Viaje alrededor de mi habitacion
Viaje alrededor de mi habitacion En el primer instante de mi aturdimiento, no reflexionando en la situación en que me encontraba, creí que mi caballo había tirado un par de coces y que me habla hecho dar un porrazo contra un árbol. Dios sabe cuántas ideas funestas se presentaron en mi espíritu durante el corto espacio de tiempo que tardé en volver la cabeza para mirar dentro de mi cuarto. Vi entonces, como sucede con frecuencia en las cosas que parecen más extraordinarias, que la causa de mi sorpresa era muy natural. La misma ráfaga de viento que al principio de mi viaje había abierto la ventana y cerrado la puerta de paso, y una parte de la cual se había deslizado entre las cortinas de mi cama, volvía a entrar en mi cuarto con estrépito.

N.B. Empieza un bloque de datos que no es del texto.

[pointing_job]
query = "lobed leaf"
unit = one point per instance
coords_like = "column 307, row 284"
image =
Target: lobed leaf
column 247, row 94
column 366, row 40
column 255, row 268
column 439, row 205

Abrió bruscamente la puerta y salió por la ventana, empujando la vidriera contra mi hombro; lo cual me causó la sorpresa de que acabo de hablar.
Se recordará que fue por la invitación que me había hecho aquella ráfaga de viento por lo que yo me había levantado de la cama. La sacudida que acababa de recibir era de todo punto evidente una invitación a volverme a meter en la cama, y me creí obligado a cumplirla.